El escritor alemán H. E. Kaminski, autor del libro Los de Barcelona (junto a Homenaje a Catalunya de Orwell, uno de los grandes testimonios de la revolución social en Cataluña), relató de este modo los funerales de Durruti:
"El cadáver llegó a Barcelona tarde por la noche. Había llovido todo el día y los coches que escoltaban el féretro estaban llenos de barro. La bandera rojinegra que cubría el coche fúnebre estaba sucia. En la casa de los anarquistas, que antes de la revolución había sido la sede de la Cámara de Industria y Comercio, los preparativos ya habían comenzado el día anterior. El vestíbulo había sido transformado en capilla ardiente. Como por milagro, todo se había hecho a tiempo. La ornamentación era simple, sin pompa ni detalles artísticos. De las paredes colgaban paños rojos y negros, un baldaquín del mismo color, algunos candelabros, flores y coronas: eso era todo. Sobre las dos puertas laterales, por donde debía pasar la multitud en duelo, se había colocado, a la usanza española, grandes letreros donde se leía: "Durruti os dice que entréis" y "Durruti os dice que salgáis".
Unos milicianos vigilaban el féretro, con los fusiles en posición de descanso. Después, los hombres que habían venido con el ataúd desde Madrid, lo condujeron a la casa. A nadie se le había ocurrido abrir los grandes batientes del portal, y los portadores del féretro tuvieron que estrecharse al pasar por una pequeña puerta lateral.
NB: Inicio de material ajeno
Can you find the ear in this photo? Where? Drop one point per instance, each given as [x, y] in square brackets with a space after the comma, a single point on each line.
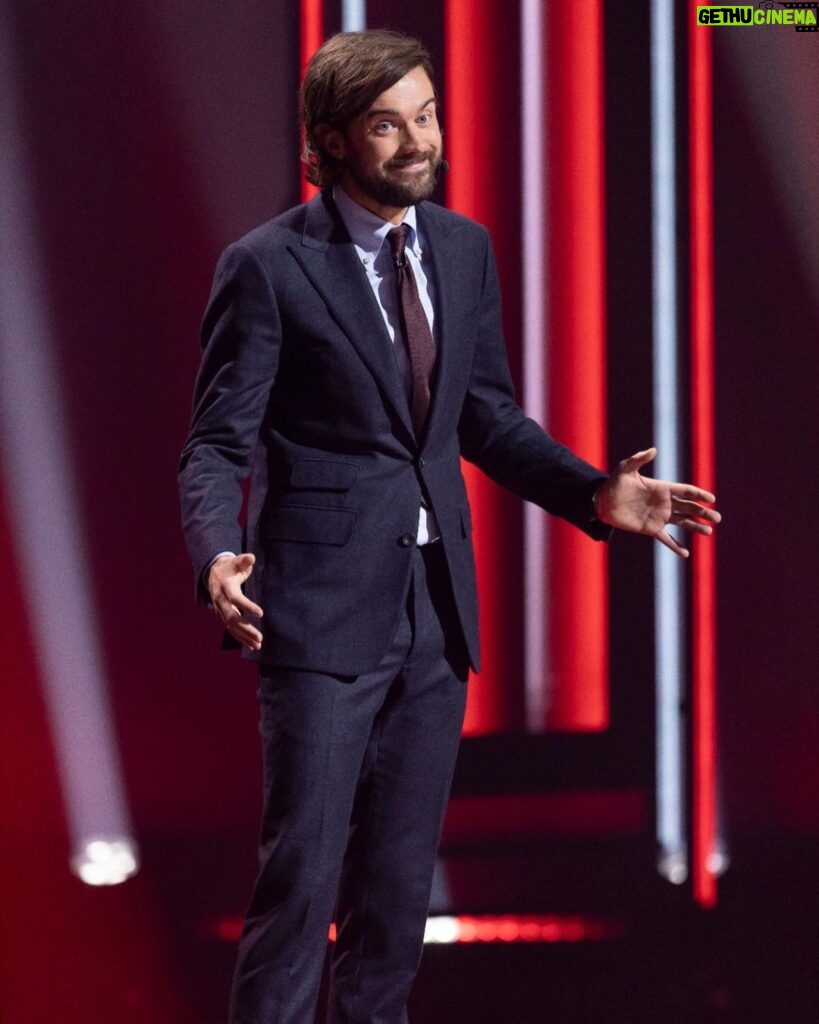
[331, 140]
Les había costado abrirse paso a través de la multitud que se agolpaba ante la casa. Desde las galerías del vestíbulo, que no habían sido decoradas, miraban unos curiosos. El ambiente era de expectativa, como en un teatro. La gente fumaba. Algunos se quitaban la gorra, a otros no se les ocurría hacerlo. Había mucho ruido. Algunos milicianos que venían del frente, eran saludados por sus amigos. Los centinelas trataban de hacer retroceder a los presentes. También esto causaba ruido. El hombre encargado de la ceremonia daba indicaciones. Alguien tropezó y cayó sobre una corona. Uno de los que llevaban el ataúd encendió cuidadosamente su pipa, mientras la tapa del féretro era levantada. El rostro de Durruti yacía sobre seda blanca, bajo un vidrio. Tenía la cabeza envuelta en una bufanda blanca que le daba aspecto de árabe.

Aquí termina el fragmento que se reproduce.